Aber die Archäologen von Beauvais dachten nicht im Geringsten daran, so leichten Kaufes den soeben erworbenen Ruhm fahren zu lassen. Sie forderten die Einsetzung einer neuen Sachverständigen-Commission, an welcher jetzt auch die Weisen von Paris theilnehmen sollten, und diese Commission brachte auch bald unter dem Vorsitze des Herrn de Mortillet die Wahrheit zu Tage: sie fand in der Umgebung von Beauvais nicht nur noch andere sehr antik angelegte Gräber mit den oben beschriebenen angeblich vorhistorischen Geräthen, sondern auch, was das Wichtigste war, den Menschen, welcher dieselben fabricirt hatte.
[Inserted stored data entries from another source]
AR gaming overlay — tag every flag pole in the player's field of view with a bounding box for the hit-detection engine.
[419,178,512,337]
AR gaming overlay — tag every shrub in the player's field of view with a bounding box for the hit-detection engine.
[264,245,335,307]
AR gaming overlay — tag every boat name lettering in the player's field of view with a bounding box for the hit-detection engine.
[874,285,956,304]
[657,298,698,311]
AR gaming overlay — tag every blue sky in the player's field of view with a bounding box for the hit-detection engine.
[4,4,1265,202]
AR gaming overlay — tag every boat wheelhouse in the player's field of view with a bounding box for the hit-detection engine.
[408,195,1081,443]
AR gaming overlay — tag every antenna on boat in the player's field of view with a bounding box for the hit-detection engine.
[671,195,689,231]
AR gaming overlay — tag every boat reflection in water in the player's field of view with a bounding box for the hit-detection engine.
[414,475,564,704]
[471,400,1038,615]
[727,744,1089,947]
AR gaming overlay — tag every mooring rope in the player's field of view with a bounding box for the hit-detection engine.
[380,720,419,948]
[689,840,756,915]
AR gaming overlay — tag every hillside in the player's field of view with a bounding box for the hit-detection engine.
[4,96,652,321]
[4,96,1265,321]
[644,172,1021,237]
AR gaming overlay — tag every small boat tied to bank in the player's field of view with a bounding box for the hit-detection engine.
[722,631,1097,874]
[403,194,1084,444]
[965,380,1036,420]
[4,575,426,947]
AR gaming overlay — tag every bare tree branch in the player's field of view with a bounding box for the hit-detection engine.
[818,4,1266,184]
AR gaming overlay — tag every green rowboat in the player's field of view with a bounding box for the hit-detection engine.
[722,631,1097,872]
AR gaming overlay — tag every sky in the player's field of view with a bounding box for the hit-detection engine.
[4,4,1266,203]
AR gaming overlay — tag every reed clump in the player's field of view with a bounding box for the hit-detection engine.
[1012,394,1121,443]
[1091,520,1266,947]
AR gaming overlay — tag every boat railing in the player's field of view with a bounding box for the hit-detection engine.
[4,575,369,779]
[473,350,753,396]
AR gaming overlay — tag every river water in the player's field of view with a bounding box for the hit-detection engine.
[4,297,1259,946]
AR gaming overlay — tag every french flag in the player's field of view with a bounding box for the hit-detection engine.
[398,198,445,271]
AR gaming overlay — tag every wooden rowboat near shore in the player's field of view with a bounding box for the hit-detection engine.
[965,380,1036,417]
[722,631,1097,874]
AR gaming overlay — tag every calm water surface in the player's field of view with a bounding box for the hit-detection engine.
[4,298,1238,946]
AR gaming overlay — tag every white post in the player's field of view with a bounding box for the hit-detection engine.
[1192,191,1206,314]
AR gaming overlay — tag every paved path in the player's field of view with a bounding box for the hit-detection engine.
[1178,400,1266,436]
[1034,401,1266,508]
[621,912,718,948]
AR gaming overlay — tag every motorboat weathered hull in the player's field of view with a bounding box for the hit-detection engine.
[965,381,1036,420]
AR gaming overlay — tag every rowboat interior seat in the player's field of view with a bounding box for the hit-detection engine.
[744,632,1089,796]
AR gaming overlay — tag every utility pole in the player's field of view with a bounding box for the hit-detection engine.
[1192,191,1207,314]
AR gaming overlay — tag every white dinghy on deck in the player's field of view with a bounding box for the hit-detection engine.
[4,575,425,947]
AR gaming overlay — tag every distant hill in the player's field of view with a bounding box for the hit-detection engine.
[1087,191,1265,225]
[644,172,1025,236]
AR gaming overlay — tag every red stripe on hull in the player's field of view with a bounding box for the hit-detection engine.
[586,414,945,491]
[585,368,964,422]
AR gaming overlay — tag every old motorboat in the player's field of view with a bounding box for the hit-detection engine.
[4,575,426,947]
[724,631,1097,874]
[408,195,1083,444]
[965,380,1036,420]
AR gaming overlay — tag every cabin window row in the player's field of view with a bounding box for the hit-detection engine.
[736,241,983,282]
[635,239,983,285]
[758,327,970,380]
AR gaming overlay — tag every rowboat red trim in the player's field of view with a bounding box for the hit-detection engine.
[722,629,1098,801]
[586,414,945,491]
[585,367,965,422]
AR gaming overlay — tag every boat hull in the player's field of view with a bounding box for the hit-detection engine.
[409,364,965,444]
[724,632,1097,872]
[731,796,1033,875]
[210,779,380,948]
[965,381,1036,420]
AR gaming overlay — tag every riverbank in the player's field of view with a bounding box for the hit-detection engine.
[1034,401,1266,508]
Es war nunmehr kein Wunder, daß die Fundstücke im Vergleich mit anderen Geräthen aus der Steinzeit so auffallend künstlerisch gearbeitet waren; denn ihr Erzeuger war kein vorhistorischer Vorfahr der Einwohner von Beauvais, sondern ein Kind des neunzehnten Jahrhunderts, ein gewisser Polydore, ein Zuckerraffineur, welcher seine Muße zur Herstellung der oben erwähnten Steinwaffen benutzte. Den einen Theil seiner Fabrikate vergrub er in künstlich angelegten „alterthümlichen Gräbern“, um ihn dort durch die Gelehrten von Beauvais auffinden zu lassen, den andern und zwar weit größeren behielt er aber bei sich auf Lager in der Hoffnung, mit den berühmten „Beauvaiser Funden“ einst einen ergiebigen Handel betreiben zu können. Doch die Pariser Gelehrten haben sich findiger erwiesen als er und ihm das Handwerk gelegt.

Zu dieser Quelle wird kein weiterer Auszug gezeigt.